W3C home > Mailing lists > Public > public-esw-thes@w3.org > April 2011

Re: Quality Criteria for SKOS vocabularies

From: Antoine Isaac <aisaac@few.vu.nl>
Date: Tue, 12 Apr 2011 23:27:57 +0200
Message-ID: <4DA4C3DD.9030804@few.vu.nl>
To: public-esw-thes@w3.org
Hi Christian, Simon,

Interesting stuff!

On the internal graph-related measures you may want to add things like depth and branchiness of broader/narrower hierarchy (average, max), branchiness, etc.
Lexical coverage, though basic, is also really interesting to measure: average number of altLabels and hiddenLabels, languages covered, etc.
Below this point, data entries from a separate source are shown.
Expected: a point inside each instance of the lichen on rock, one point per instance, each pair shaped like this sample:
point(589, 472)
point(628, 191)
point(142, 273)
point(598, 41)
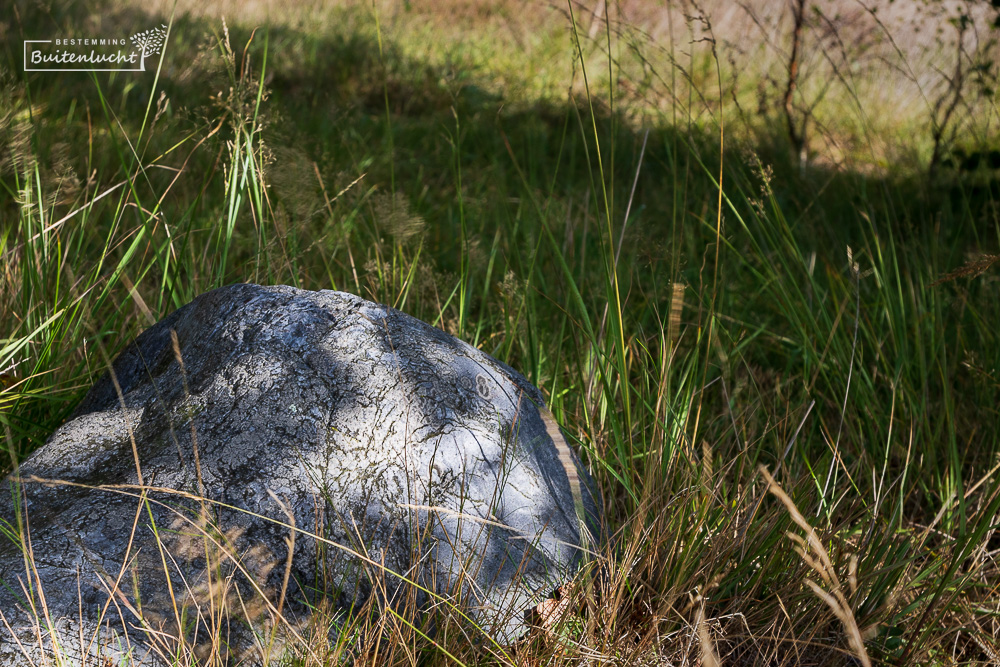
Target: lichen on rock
point(411, 467)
And of course there are many more abstract quality criteria that comes to mind: completeness of conceptual coverage of domain, correctness of relations wrt. more-or-less strict ontological criteria (a-la Guarino for formal ontologies; or see the work of Simon Spero on LCSH for some good examples in the "soften" KOS  domain [1]). But these are much more difficult to assess without manual evaluation!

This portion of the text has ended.